Neurotoxicity: Changes in the Brains of Children with Brain Tumors of the Central Nervous System

Kathy Warren, M.D., pediatric oncologist, National Cancer Institute

Neurotoxicity is a significant tumor-and treatment-related complication for a number of childhood cancer survivors. It is particularly relevant for children with brain tumors who require therapy specifically directed at the central nervous system. Despite its significance, relatively little is known about the etiology, diagnosis, prevention, or treatment of neurotoxicity. As more children with cancer are surviving longer, the importance of determining the long-term effects of treatment becomes paramount. Clinical studies to investigate these issues are becoming more prevalent.


Neurotoxicity is defined as a detrimental effect on the nervous system caused by a biological, chemical or physical agent. It can manifest in a variety of ways, which include headache, seizures, a decrease in IQ, new learning disabilities, difficulty with concentration and memory, and personality changes. The degree of neurological impairment varies from clinically undetectable to severe. Injury to the brain tissue may be due to the primary tumor itself, a neurological intervention, radiation therapy, systemic chemotherapy or intrathecal (administered directly into the spinal fluid) chemotherapy. Neurotoxicity may occur immediately after a treatment, weeks, months after a treatment, or even years after treatment. Some effects may be partially or completely reversible, but for others, the extent of clinical impairment can worsen over time even after the treatment has been completed. (1) Research to identify patients who are at risk for neurotoxicity is ongoing. Young age, radiation to the whole brain, tumor location within the brain, and the rate of tumor growth are factors that appear to have a direct impact on the level of cognitive decline. (2)

Neurotoxicity can be classified functionally (behavioral, chemical or electrophysiologic) or structurally (anatomic location of the brain injury). There is uncertainty about how best to objectively classify functional information about brain function, but there are methodology problems associated with testing children while they are being treated on a clinical trial. (3) For example, different testing instruments are used depending on the patient's age. A child may receive one battery of tests at the beginning of the study, but may cross over to another test battery as they get older. Comparing scores among different tests that measure the same neurological function (e.g., I.Q.) over time may not be valid. Children may also demonstrate a "practice" effect with repeated testing. Furthermore, correlation of MRI changes with clinical symptoms and neurological testing has been inconsistent (4) and the clinical implications of abnormalities on MRI or CT scans are unclear. (5) We are still searching for early objective predictive tests of early neurotoxicity. At present, neurotoxicity is best classified as structural changes within the brain.
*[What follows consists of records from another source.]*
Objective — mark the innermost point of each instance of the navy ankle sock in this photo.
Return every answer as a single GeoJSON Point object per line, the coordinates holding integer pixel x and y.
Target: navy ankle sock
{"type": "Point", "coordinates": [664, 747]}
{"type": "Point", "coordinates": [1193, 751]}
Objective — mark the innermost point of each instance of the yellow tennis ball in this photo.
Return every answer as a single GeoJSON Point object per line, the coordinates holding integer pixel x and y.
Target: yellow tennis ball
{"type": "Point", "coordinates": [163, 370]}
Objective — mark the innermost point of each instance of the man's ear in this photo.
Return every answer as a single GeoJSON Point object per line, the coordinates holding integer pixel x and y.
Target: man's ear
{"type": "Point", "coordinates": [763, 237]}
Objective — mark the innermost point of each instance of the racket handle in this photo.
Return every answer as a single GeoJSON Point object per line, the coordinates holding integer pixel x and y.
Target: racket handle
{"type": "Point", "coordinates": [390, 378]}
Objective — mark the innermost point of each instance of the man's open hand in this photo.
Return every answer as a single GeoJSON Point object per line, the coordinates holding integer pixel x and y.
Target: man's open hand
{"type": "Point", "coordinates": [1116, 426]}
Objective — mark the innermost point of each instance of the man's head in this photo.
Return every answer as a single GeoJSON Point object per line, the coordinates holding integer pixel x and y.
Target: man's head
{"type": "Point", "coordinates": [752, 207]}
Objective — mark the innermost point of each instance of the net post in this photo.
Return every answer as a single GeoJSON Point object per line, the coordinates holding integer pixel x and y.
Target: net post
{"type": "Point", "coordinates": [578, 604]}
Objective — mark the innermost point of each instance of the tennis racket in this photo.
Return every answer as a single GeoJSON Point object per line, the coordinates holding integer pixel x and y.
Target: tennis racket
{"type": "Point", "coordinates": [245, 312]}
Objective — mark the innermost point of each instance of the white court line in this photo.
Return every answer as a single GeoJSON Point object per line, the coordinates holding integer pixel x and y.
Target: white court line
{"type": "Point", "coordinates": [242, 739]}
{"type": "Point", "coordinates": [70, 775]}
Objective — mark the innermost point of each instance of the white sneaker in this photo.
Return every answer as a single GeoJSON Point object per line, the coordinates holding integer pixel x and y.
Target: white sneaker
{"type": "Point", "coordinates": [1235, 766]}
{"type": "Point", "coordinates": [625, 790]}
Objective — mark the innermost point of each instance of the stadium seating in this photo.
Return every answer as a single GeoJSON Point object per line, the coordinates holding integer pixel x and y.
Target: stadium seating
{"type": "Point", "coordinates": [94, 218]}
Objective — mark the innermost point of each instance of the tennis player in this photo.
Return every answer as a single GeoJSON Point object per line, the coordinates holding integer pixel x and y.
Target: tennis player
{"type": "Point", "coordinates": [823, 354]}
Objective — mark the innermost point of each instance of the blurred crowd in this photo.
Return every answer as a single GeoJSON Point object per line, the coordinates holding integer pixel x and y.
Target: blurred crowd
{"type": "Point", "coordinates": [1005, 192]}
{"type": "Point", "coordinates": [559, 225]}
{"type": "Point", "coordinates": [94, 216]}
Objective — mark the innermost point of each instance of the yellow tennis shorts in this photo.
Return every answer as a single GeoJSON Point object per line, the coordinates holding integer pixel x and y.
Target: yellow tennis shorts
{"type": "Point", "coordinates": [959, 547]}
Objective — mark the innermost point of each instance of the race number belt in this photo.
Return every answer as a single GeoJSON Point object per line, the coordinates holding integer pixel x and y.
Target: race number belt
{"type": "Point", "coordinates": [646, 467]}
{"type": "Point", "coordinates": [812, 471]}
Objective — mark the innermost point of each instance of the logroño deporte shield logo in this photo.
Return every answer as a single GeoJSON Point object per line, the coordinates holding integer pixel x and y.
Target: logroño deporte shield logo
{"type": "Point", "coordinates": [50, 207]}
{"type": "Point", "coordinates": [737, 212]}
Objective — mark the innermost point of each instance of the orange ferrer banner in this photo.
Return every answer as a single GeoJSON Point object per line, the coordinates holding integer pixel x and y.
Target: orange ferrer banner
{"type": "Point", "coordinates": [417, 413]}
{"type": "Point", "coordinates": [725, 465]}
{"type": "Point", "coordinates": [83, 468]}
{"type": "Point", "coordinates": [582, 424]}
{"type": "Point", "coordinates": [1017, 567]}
The medical terms for the structural changes that occur within the brain and that have been associated with neurotoxicity are 1) subacute leukoencephalopathy, 2) mineralizing microangiopathy, and 3) cortical atrophy. Subacute leukoencephalopathy is damage of the white matter (nerve fibers) of the brain and is manifested by loss of neuronal processes and the myelin sheaths that coat nerve fibers and enhance the transmission of signals through these fibers. This can occur in several discreet areas of the brain or be confluent throughout the brain and is commonly seen around the ventricles (fluid containing compartments within the brain). Patients may be asymptomatic, or exhibit a range of neurologic deficits. Mineralizing microangiopathy is degeneration of the wall and lining of the small blood vessels. (6) Although this results in permanent destructive changes to the surrounding brain, its effect on neuropsychologic functioning is not clearly defined. (6) Cortical atrophy is a gray matter (nerve cell) disorder with irregular loss of neurons. The exact relationship between treatments and development of these structural lesions has been difficult to define.

New techniques in brain imaging may provide better, non-invasive tools for detecting and characterizing changes associated with the development of neurotoxicity. Proton Nuclear Magnetic Resonance Spectroscopy (1H-NMRS) is a non-invasive imaging technique currently being studied at the National Cancer Institute. It is performed in a MRI scanner, at the same time that a standard MRI is obtained. Whereas the standard MRI gives a picture of a section of the brain, 1H-NMRS provides a profile of chemical make-up within a section of brain tissue. The chemicals that are measured include: 1) N-Acetyl Aspartate (NAA), 2) Choline, 3) Creatine, and 4) Lactate. NAA is found only in normal nerve cells and their processes (fibers). (7) Brain tumors are thought to replace or destroy the normal NAA-containing cells, thereby causing a decrease in NAA levels on 1H-NMRS. Increased choline levels have been associated with an increased number of cells, a greater rate of cell membrane synthesis, and increased cell turnover, which are processes associated with tumor cell division. (8,9) Creatine is a marker of cell energy, which lactate is an indicator of oxygen deficiency, which is typical of dead or dying tissue. Ratios of these chemicals within parts of the brain can be measured before treatment and followed over time.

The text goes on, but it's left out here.